S'agissant de la prise en charge des personnes gardées à vue, il a demandé aux ministres concernés de faire « l'état des lieux pour l'application effective des textes en vigueur » et a exhorté le garde des Sceaux à finaliser leur révision.

Concernant la surpopulation carcérale, le chef de l'État a appelé à « une réflexion approfondie sur le développement des peines alternatives à l'incarcération et un meilleur encadrement de la détention provisoire ».

Il s'est également prononcé sur les fouilles jugées attentatoires à la dignité humaine, estimant que « les moyens technologiques aujourd'hui disponibles, tels les portiques de détection, permettent d'y apporter une réponse respectueuse des personnes », tout en souhaitant l'équipement progressif des établissements pénitentiaires.

À l'endroit du personnel pénitentiaire, le Président a assuré que « les mesures appropriées seront prises pour la finalisation du projet de loi portant statut du personnel de l'Administration pénitentiaire », une réforme qui devrait ouvrir la voie à l'élaboration d'un code pénitentiaire.
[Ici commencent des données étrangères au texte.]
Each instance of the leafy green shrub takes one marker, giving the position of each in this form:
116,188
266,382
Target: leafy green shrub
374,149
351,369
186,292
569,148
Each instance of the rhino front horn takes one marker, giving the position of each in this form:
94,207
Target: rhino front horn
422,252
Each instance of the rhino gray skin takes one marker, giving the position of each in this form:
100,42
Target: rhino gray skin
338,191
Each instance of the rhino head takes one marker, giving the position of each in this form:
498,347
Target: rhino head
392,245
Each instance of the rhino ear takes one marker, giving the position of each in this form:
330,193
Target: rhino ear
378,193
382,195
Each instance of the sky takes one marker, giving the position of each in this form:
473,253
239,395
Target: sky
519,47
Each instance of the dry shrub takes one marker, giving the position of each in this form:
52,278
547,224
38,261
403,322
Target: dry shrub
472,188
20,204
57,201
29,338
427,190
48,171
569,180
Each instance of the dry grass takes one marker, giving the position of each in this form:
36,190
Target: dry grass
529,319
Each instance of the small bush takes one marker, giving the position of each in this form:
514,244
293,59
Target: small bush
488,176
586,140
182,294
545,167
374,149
Il a souligné qu'il s'agit d'« une exigence de justice sociale envers des agents qui accomplissent, dans l'ombre des murs, l'une des missions les plus rudes de la République ».

Enfin, Bassirou Diomaye Faye a présenté ses condoléances à l'Observateur national des lieux de privation de liberté à la suite du décès du commissaire divisionnaire de classe exceptionnelle Mamadou Yandé Boye, observateur délégué, saluant son engagement au service de l'État durant 47 années.